The modules can be accessed at any time, and you can complete the class at your own pace. Each module includes a video to watch (usually 30 to 60 minutes in length) and links to additional resources that you can explore for further study. Many modules also have PDF handouts to download. Most modules have a quiz that must be passed to successfully complete the modules. The quiz can be taken more than once. The modules also include a a very brief evaluation that must be filled out to complete the module.

Need assistance? Please contact WSU Extension Forestry.

Currently available modules

Animal damage control (OM29)

In this module, Jim Bottorff, retired wildlife biologist from the Washington State Department of Natural resources, provides an overview of the wildlife species that most commonly damage trees. This includes those that damage seedlings as well as those that damage larger trees. This module also describes control strategies to reduce or eliminate some types of damage.

Forest Roads and Water Quality (OM4)

In this module, former WSU Extension Forester Erik Sjoquist provides an overview of roads on small forest ownerships, including basic design principles, applicable rules and regulations, and how to minimize road impacts on water quality.

Introduction to Cultural and Historical Resources on Small Forest Ownerships in Washington (OM10)
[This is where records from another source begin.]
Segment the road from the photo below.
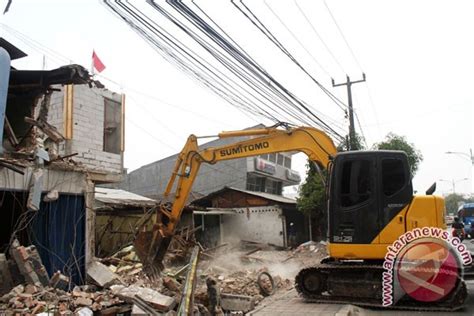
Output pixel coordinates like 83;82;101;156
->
252;239;474;316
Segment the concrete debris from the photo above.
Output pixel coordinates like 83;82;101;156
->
111;285;176;312
49;271;70;291
0;238;325;316
221;293;255;313
87;261;121;288
43;190;59;202
10;240;49;286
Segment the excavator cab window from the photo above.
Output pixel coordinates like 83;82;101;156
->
340;160;371;207
382;158;407;196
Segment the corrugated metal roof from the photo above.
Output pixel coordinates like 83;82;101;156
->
228;187;296;204
193;187;296;204
94;187;157;206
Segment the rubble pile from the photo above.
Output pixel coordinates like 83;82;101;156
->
0;242;326;315
0;284;124;315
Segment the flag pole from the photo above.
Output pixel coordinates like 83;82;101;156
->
91;50;95;77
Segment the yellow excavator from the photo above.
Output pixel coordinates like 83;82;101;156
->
135;125;467;311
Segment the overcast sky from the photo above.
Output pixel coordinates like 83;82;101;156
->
0;0;474;194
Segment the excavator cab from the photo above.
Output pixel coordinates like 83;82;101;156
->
328;151;413;259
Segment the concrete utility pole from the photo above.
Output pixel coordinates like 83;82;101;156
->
331;73;365;150
439;178;469;194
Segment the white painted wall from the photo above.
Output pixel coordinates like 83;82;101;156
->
221;206;285;247
48;85;123;174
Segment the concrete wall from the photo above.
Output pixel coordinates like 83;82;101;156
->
48;85;123;174
221;206;285;247
0;167;87;194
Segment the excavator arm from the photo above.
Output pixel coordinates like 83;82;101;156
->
135;127;337;268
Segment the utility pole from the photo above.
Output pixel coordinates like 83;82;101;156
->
331;73;365;150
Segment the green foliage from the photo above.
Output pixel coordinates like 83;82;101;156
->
444;193;474;215
296;160;326;217
374;133;423;177
337;133;366;151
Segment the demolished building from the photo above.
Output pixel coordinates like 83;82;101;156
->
0;39;124;284
190;187;311;247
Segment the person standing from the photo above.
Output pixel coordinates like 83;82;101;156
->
288;222;296;248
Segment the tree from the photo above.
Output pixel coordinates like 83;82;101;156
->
337;133;366;151
296;159;327;237
374;133;423;177
444;193;474;215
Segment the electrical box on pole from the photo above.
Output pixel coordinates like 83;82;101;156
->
331;73;365;150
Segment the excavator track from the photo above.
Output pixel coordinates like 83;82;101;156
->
295;263;467;312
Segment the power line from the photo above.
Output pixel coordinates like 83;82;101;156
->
103;1;344;139
323;0;363;72
294;0;347;73
231;0;347;113
263;0;331;77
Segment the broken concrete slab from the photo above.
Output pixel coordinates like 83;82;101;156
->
132;304;148;316
221;293;255;313
0;253;14;294
111;285;176;312
87;261;121;288
49;271;70;291
10;240;49;286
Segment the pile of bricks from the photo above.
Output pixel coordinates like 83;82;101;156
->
0;241;176;315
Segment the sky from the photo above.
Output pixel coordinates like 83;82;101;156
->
0;0;474;194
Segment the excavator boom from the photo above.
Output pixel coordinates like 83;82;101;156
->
135;127;337;270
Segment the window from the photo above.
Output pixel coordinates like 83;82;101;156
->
268;154;276;163
246;174;265;192
277;154;285;166
382;159;406;196
104;98;122;154
265;179;283;195
340;160;371;207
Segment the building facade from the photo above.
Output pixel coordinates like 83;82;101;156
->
0;38;124;284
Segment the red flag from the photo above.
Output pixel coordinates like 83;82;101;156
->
92;51;105;72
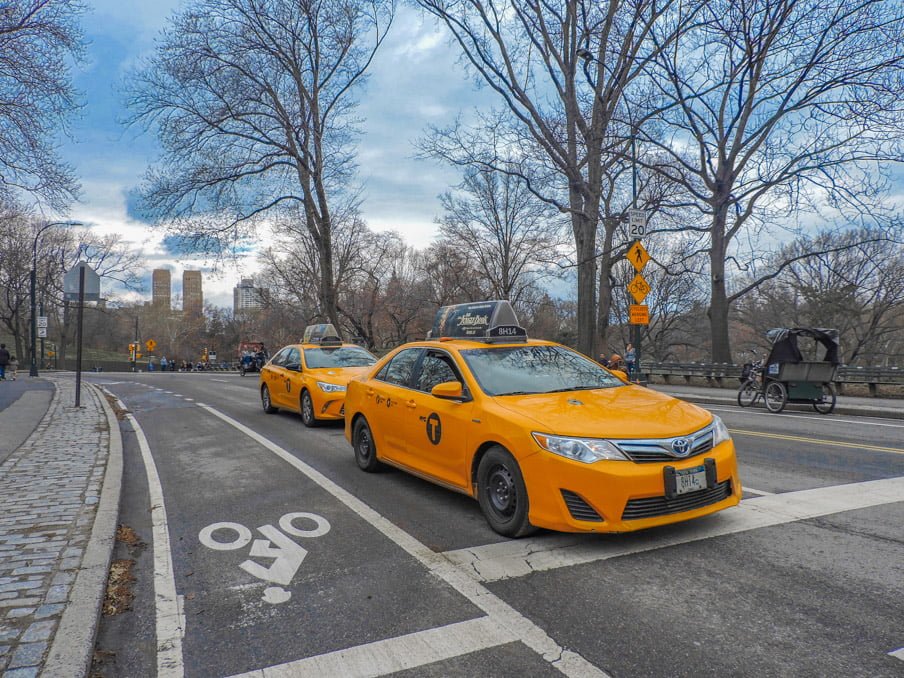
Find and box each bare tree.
[129,0,395,325]
[644,0,904,362]
[439,169,561,305]
[418,0,697,355]
[0,0,84,212]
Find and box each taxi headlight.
[713,415,731,447]
[317,381,345,393]
[532,433,628,464]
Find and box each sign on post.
[628,210,647,240]
[628,304,650,325]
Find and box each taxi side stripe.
[729,428,904,454]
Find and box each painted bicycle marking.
[198,511,330,605]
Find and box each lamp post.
[28,221,82,377]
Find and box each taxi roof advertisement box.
[429,300,518,339]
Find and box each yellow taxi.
[345,301,741,537]
[260,324,377,426]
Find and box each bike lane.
[100,384,593,676]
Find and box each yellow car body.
[345,338,742,536]
[259,342,376,426]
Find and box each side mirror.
[430,381,465,400]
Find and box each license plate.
[675,466,706,494]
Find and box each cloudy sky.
[62,0,489,306]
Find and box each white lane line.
[204,406,607,678]
[701,403,904,428]
[117,399,185,678]
[443,477,904,582]
[744,485,775,497]
[232,617,519,678]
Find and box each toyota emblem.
[672,438,691,457]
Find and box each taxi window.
[377,348,423,386]
[461,346,624,396]
[270,346,292,367]
[304,346,377,370]
[414,353,461,393]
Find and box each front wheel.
[352,417,383,473]
[813,383,838,414]
[738,379,760,407]
[477,447,534,537]
[301,390,320,428]
[766,381,788,414]
[261,385,277,414]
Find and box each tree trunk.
[707,210,732,363]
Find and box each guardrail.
[640,363,904,396]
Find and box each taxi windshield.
[461,346,624,396]
[304,346,377,370]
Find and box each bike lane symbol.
[198,512,330,605]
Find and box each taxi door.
[364,348,424,463]
[405,349,474,490]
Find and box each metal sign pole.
[75,266,85,407]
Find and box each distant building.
[151,268,173,311]
[232,278,270,316]
[182,271,204,315]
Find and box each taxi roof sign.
[427,299,527,343]
[301,323,342,344]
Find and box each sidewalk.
[650,384,904,419]
[0,376,122,678]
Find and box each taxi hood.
[493,385,712,439]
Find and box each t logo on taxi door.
[427,412,443,445]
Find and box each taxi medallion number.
[675,466,706,494]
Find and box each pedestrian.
[625,344,637,376]
[0,344,9,381]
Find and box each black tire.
[352,417,383,473]
[298,389,320,428]
[738,379,760,407]
[765,381,788,414]
[813,383,838,414]
[261,384,279,414]
[477,446,534,538]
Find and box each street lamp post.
[28,221,81,377]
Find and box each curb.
[656,389,904,419]
[41,384,123,676]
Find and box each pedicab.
[738,327,840,414]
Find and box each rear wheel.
[477,446,534,537]
[738,379,760,407]
[813,383,838,414]
[300,389,320,428]
[352,417,383,473]
[766,381,788,413]
[261,384,277,414]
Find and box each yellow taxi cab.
[345,301,741,537]
[260,324,377,426]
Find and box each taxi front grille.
[562,490,603,523]
[622,480,731,520]
[612,425,713,464]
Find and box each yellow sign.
[628,273,650,304]
[625,240,650,273]
[628,304,650,325]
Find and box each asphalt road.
[91,373,904,677]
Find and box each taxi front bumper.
[521,440,742,532]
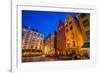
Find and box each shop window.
[70,26,73,30]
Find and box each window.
[86,30,90,40]
[69,21,72,24]
[26,31,30,40]
[66,24,68,27]
[70,25,73,30]
[31,46,33,48]
[66,29,68,32]
[83,19,89,27]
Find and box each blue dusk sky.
[22,10,77,37]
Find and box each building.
[57,15,84,55]
[22,28,44,58]
[56,20,66,55]
[44,32,56,55]
[22,28,30,49]
[76,13,90,48]
[65,15,84,53]
[22,28,44,50]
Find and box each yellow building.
[56,15,84,55]
[22,28,30,49]
[44,32,56,55]
[76,13,90,48]
[22,28,44,50]
[65,15,84,52]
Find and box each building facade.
[44,32,56,55]
[57,15,84,55]
[76,13,90,48]
[22,28,44,50]
[56,21,66,55]
[65,15,84,53]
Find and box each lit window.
[86,31,90,40]
[70,26,73,30]
[66,29,68,32]
[80,13,86,18]
[69,21,72,24]
[83,19,89,27]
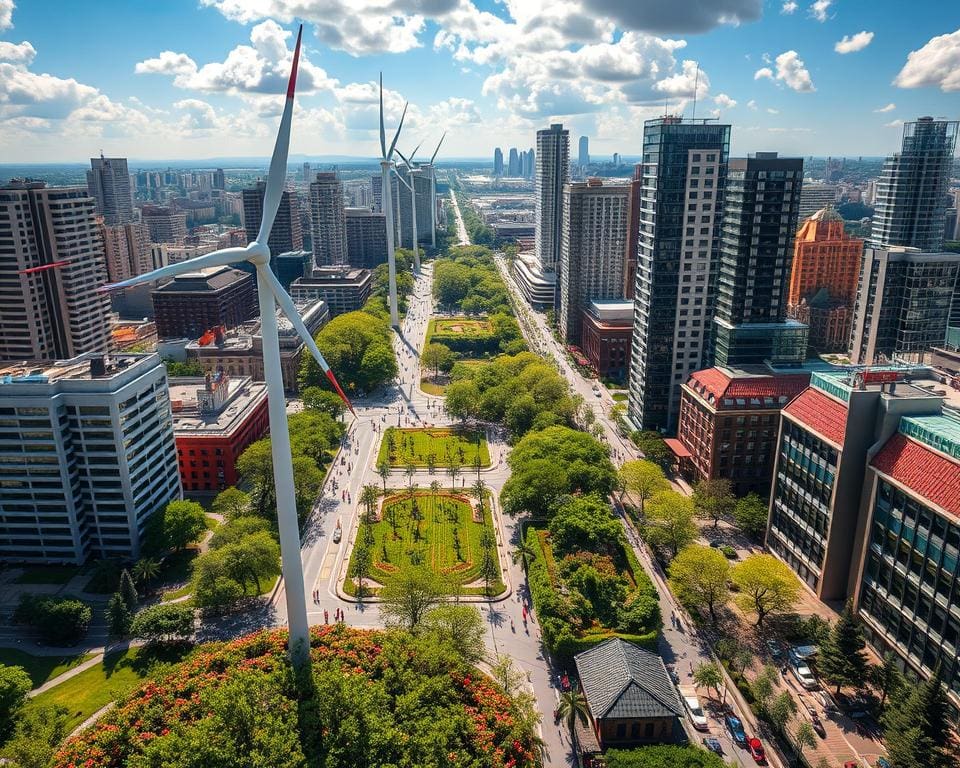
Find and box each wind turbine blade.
[257,24,303,245]
[257,266,357,416]
[97,248,249,293]
[430,131,447,165]
[386,101,410,160]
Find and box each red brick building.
[674,368,810,496]
[169,370,269,494]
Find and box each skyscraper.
[628,117,730,429]
[87,155,133,225]
[243,181,303,253]
[0,180,110,360]
[869,117,958,253]
[310,171,347,267]
[708,152,807,366]
[577,136,590,167]
[557,179,630,345]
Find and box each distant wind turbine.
[101,25,348,667]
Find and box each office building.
[243,181,303,253]
[0,179,110,360]
[712,152,807,366]
[869,117,960,253]
[290,267,373,317]
[169,370,270,494]
[310,171,347,267]
[151,267,259,339]
[767,367,960,708]
[627,117,730,429]
[0,354,180,565]
[850,247,960,365]
[798,181,840,221]
[668,366,810,498]
[87,155,133,226]
[787,208,863,354]
[140,205,187,245]
[557,179,630,344]
[345,208,387,269]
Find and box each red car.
[747,737,767,765]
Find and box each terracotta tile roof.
[870,432,960,517]
[687,368,810,408]
[783,387,847,447]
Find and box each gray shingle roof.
[574,637,683,718]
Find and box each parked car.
[723,712,747,747]
[747,736,767,765]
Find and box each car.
[747,736,767,765]
[723,712,747,747]
[703,736,723,755]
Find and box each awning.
[663,437,691,459]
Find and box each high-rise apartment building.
[869,117,960,253]
[708,152,807,366]
[557,179,630,345]
[787,208,863,354]
[310,171,347,267]
[627,117,730,429]
[243,181,303,253]
[0,180,110,360]
[87,155,133,226]
[0,354,180,565]
[850,247,960,365]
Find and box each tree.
[0,664,33,738]
[669,544,730,622]
[817,600,867,693]
[420,604,484,664]
[733,493,768,539]
[130,603,193,643]
[693,478,736,528]
[106,592,133,637]
[730,554,800,627]
[646,491,699,557]
[693,662,726,699]
[619,460,670,515]
[379,567,444,631]
[210,485,250,520]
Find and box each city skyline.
[0,0,960,162]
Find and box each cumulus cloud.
[833,30,873,53]
[893,29,960,93]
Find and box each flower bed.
[53,626,534,768]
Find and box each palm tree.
[557,688,589,752]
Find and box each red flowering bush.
[53,626,534,768]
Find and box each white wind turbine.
[380,72,407,330]
[101,25,353,666]
[397,141,423,272]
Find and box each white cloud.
[833,30,873,53]
[810,0,833,22]
[893,29,960,93]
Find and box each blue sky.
[0,0,960,162]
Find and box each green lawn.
[345,491,505,594]
[30,648,187,730]
[0,648,95,688]
[377,427,490,470]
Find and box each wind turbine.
[380,72,407,330]
[397,141,423,272]
[100,25,348,667]
[430,131,447,248]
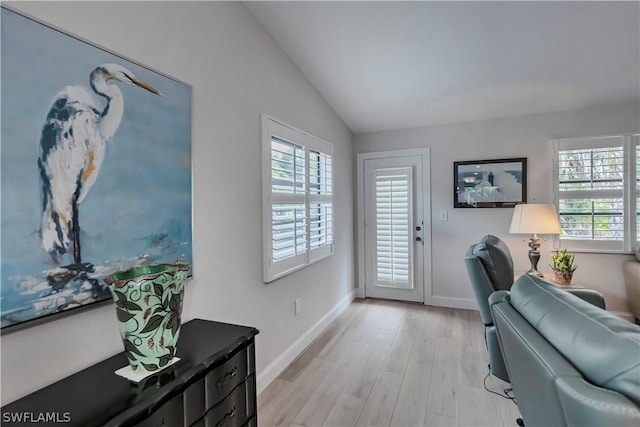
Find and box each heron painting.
[0,6,192,330]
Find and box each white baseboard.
[256,290,355,394]
[431,295,478,311]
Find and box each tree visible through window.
[263,116,334,282]
[554,135,640,251]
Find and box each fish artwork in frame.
[0,6,192,334]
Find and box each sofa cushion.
[473,234,513,291]
[510,275,640,404]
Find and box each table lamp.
[509,203,562,277]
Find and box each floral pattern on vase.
[105,264,189,373]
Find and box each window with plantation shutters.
[263,116,334,283]
[554,135,640,252]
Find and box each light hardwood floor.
[258,299,520,427]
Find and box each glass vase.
[104,264,189,374]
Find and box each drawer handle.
[216,406,236,427]
[216,366,238,388]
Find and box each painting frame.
[453,157,527,209]
[0,5,193,335]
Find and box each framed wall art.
[0,7,192,333]
[453,157,527,208]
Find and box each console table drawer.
[136,396,184,427]
[205,348,248,409]
[193,383,249,427]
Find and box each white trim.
[431,295,478,311]
[356,147,432,305]
[261,114,336,283]
[256,290,355,394]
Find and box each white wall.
[1,2,354,404]
[354,103,640,313]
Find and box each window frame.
[551,132,640,254]
[261,114,336,283]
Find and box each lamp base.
[527,233,543,277]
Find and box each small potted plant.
[549,249,578,285]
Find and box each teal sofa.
[489,275,640,427]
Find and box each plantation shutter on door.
[375,167,413,288]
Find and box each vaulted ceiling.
[246,1,640,133]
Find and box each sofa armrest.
[564,288,606,310]
[555,377,640,427]
[489,291,509,307]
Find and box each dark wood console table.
[0,319,258,427]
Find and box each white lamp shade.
[509,203,562,234]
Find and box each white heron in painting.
[38,64,161,265]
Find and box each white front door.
[363,155,428,302]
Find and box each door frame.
[356,147,432,305]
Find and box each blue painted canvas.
[0,7,192,331]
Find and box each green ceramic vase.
[104,264,189,373]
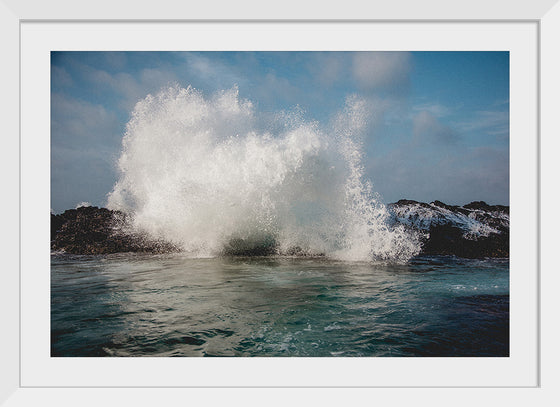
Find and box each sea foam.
[108,85,420,262]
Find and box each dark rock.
[388,199,509,258]
[51,206,178,254]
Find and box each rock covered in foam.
[51,206,178,254]
[388,199,509,258]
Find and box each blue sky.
[51,52,509,213]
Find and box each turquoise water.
[51,254,509,357]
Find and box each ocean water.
[51,254,509,357]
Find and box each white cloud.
[352,52,411,89]
[412,103,451,118]
[412,111,458,144]
[51,66,73,87]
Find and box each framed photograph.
[0,1,560,405]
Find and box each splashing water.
[108,86,420,261]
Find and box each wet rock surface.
[51,199,509,258]
[388,199,509,258]
[51,206,178,254]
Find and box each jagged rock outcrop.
[51,199,509,258]
[388,199,509,258]
[51,206,178,254]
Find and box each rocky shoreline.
[51,200,509,258]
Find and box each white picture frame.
[0,0,560,405]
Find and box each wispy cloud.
[457,110,509,138]
[412,111,459,145]
[412,103,452,118]
[352,52,411,90]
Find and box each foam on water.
[108,86,420,261]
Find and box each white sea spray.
[108,85,420,262]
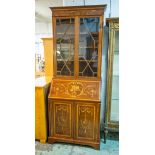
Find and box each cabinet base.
[48,137,100,150]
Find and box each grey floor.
[35,133,119,155]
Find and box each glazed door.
[54,17,75,76]
[49,101,73,138]
[75,102,100,141]
[78,17,100,77]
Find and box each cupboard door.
[56,17,75,76]
[75,102,100,141]
[51,101,72,138]
[78,17,99,77]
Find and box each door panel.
[76,102,98,140]
[52,101,72,138]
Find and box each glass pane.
[111,31,119,121]
[56,18,75,76]
[79,17,99,77]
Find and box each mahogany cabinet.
[48,5,106,149]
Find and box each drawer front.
[76,102,100,141]
[51,101,73,138]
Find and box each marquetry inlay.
[49,79,100,100]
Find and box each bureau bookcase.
[48,5,106,149]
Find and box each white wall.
[63,0,119,130]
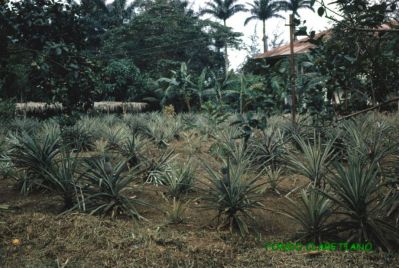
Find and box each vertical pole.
[289,14,296,124]
[223,20,229,77]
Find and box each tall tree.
[201,0,246,71]
[277,0,315,17]
[244,0,284,52]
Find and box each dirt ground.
[0,138,399,267]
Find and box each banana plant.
[158,62,193,112]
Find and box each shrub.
[324,157,399,249]
[40,153,79,210]
[202,161,263,234]
[82,158,146,219]
[249,127,287,169]
[8,132,60,193]
[281,189,333,244]
[265,166,283,194]
[287,136,335,187]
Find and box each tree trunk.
[223,20,229,76]
[263,20,267,53]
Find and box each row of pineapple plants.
[2,113,399,250]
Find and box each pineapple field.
[0,109,399,267]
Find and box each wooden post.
[289,14,296,124]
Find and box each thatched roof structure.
[16,101,148,113]
[15,101,62,113]
[94,101,148,113]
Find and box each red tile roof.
[255,30,330,59]
[254,21,398,59]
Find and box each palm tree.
[276,0,314,17]
[200,0,246,71]
[244,0,284,52]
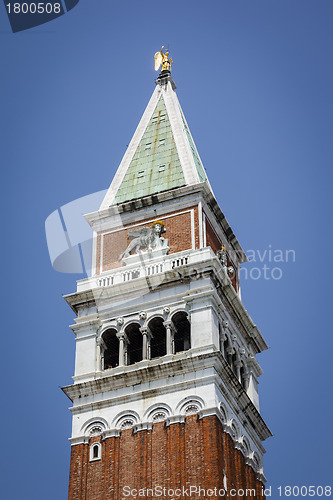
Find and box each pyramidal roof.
[100,72,211,210]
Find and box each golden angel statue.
[155,45,173,71]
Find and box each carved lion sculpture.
[118,221,166,260]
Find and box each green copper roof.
[180,108,207,182]
[114,96,185,203]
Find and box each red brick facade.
[96,206,199,274]
[68,415,264,500]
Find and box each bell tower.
[63,51,271,500]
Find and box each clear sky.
[0,0,333,500]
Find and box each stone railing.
[77,247,214,292]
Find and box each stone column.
[226,347,234,367]
[163,321,175,354]
[140,326,149,359]
[234,359,242,383]
[117,332,127,366]
[96,338,106,371]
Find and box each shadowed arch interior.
[172,311,191,353]
[102,328,119,370]
[148,318,167,359]
[125,323,142,365]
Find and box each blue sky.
[0,0,333,500]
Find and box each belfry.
[63,48,271,500]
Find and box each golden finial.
[155,45,173,71]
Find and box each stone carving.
[118,220,166,260]
[216,245,228,267]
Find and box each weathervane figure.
[155,45,173,71]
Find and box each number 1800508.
[6,2,61,14]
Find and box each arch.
[102,328,119,370]
[171,311,191,354]
[144,403,171,422]
[89,443,102,462]
[176,396,205,415]
[230,419,240,441]
[125,323,143,365]
[223,332,233,366]
[148,316,167,359]
[81,417,108,436]
[252,451,261,472]
[242,436,251,457]
[113,410,139,430]
[240,359,247,391]
[219,402,229,425]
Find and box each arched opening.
[231,352,237,377]
[148,318,167,359]
[89,443,102,462]
[240,363,247,390]
[125,323,142,365]
[102,329,119,370]
[172,311,191,353]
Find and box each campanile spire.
[63,54,271,500]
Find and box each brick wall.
[96,206,199,274]
[68,415,263,500]
[206,217,237,292]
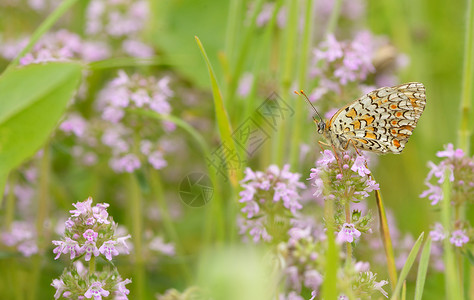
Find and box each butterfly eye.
[318,121,326,134]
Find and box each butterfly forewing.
[328,82,426,153]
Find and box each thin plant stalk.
[458,0,474,154]
[225,0,243,65]
[290,0,315,170]
[441,170,463,299]
[344,199,352,265]
[148,168,191,283]
[127,173,145,299]
[225,0,264,104]
[375,190,397,290]
[455,0,474,297]
[326,0,342,35]
[322,172,339,299]
[271,0,298,165]
[2,172,17,230]
[29,142,51,299]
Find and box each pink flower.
[316,150,336,166]
[69,197,92,217]
[84,281,110,300]
[148,236,176,256]
[80,241,100,260]
[51,279,66,299]
[148,151,168,170]
[99,240,119,260]
[436,144,464,158]
[337,223,360,243]
[351,155,370,177]
[304,270,323,290]
[115,278,132,299]
[430,223,446,242]
[420,182,443,205]
[449,230,469,247]
[59,114,87,137]
[82,229,99,242]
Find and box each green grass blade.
[441,170,462,299]
[7,0,78,70]
[195,36,242,188]
[374,188,397,290]
[414,237,431,300]
[321,170,339,299]
[402,280,407,300]
[458,0,474,154]
[390,233,424,300]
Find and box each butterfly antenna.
[295,90,323,121]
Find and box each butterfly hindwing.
[329,82,426,153]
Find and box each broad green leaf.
[390,232,424,300]
[0,63,82,205]
[415,237,431,300]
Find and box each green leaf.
[390,232,424,300]
[0,63,82,204]
[414,237,431,300]
[195,36,242,187]
[148,0,229,88]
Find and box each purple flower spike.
[449,230,469,247]
[84,281,110,300]
[337,223,360,243]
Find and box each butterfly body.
[318,82,426,154]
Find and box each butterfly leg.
[344,139,362,156]
[318,141,342,174]
[344,139,373,179]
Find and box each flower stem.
[89,255,95,274]
[128,173,145,299]
[290,0,314,169]
[441,170,463,299]
[149,168,191,282]
[458,0,474,155]
[29,142,51,299]
[344,200,352,265]
[375,190,397,290]
[326,0,342,35]
[3,172,17,230]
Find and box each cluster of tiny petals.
[0,221,38,257]
[51,261,132,300]
[99,70,173,123]
[310,31,375,101]
[337,223,361,243]
[0,29,110,65]
[308,150,379,201]
[86,0,149,37]
[98,71,175,173]
[239,165,306,242]
[420,144,474,205]
[53,197,130,261]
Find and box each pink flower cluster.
[51,261,132,300]
[1,221,38,257]
[420,144,474,205]
[0,29,110,65]
[309,150,379,202]
[53,197,130,261]
[239,165,306,242]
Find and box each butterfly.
[295,82,426,154]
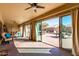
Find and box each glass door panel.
[35,21,42,41]
[61,15,72,49]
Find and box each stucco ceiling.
[0,3,63,24]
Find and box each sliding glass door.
[42,17,59,47]
[60,15,72,49]
[35,21,42,41]
[24,25,31,39]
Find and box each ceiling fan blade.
[25,7,32,10]
[36,5,45,9]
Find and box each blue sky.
[43,15,72,26]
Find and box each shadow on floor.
[8,42,72,56]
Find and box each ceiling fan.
[25,3,45,12]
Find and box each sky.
[43,15,72,26]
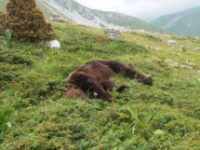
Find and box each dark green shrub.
[5,0,55,41]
In this module, retired King County forester Kristi McClelland provides a brief introduction to cultural and historical resources that small forest landowners might find on their property so that landowners can address these in their forest stewardship plans.

Introduction to Non-Timber Forest Products and Agroforestry (OM35)

In this module, Washington State University Extension Forester Patrick Shults provides an introductory overview of five types of non-timber products that can be produced for personal use and for sale on small woodlands and five common types of agroforestry systems.

Managing a successful timber sale: Top 10 “musts” (OM13)

In this module, long-time forest consultant Ron Munro discusses the top ten “musts” for putting together a successful timber sale. These tips will help minimize your risk and liability as a landowner, get better value for your timber, and identify other important issues to address to ensure that the outcome of the sale meets your environmental and economic objectives and expectations.

Managing woodlands for aesthetics and enjoyment (OM12)

In this module, forestry consultant Jeff deGraan from Cascade Woodland Design provides tips on how to improve the aesthetics of your woodlands and make it an even more enjoyable place to spend time.

Reducing wildfire risk to your western Washington home in the woods (OM33)

In this module, Oregon State University Extension Forestry agent Lauren Grand discusses wildfire risks to homes in wooded areas of western Washington and describes practical steps that will greatly increase a home’s chance of surviving a wildfire.

Threatened and endangered wildlife species in Washington forests (OM34)

In this module, Washington State University Extension Forestry professor Kevin Zobrist provides a brief overview of some of the threatened and endangered wildlife species in Washington forests and some associated forest practices regulations. This module will help landowners preparing forest stewardship plans understand what might need to be addressed in the threatened and endangered species section of the plan.

Variable Density Thinning (OM36)

In this module, Washington State University Extension Forester Patrick Shults presents a type of forest thinning called variable density thinning, which improves forest growth and health while also enriching forest diversity and structural complexity.

Washington State forest land and timber taxes (OM18)

In this module, Washington Department of Revenue Forester Chris Westwood explains key state taxes that apply to forest land and the sale of timber, including current use property taxation, the Forest Excise Tax (FET), and the Business and Occupation (B&O) Tax.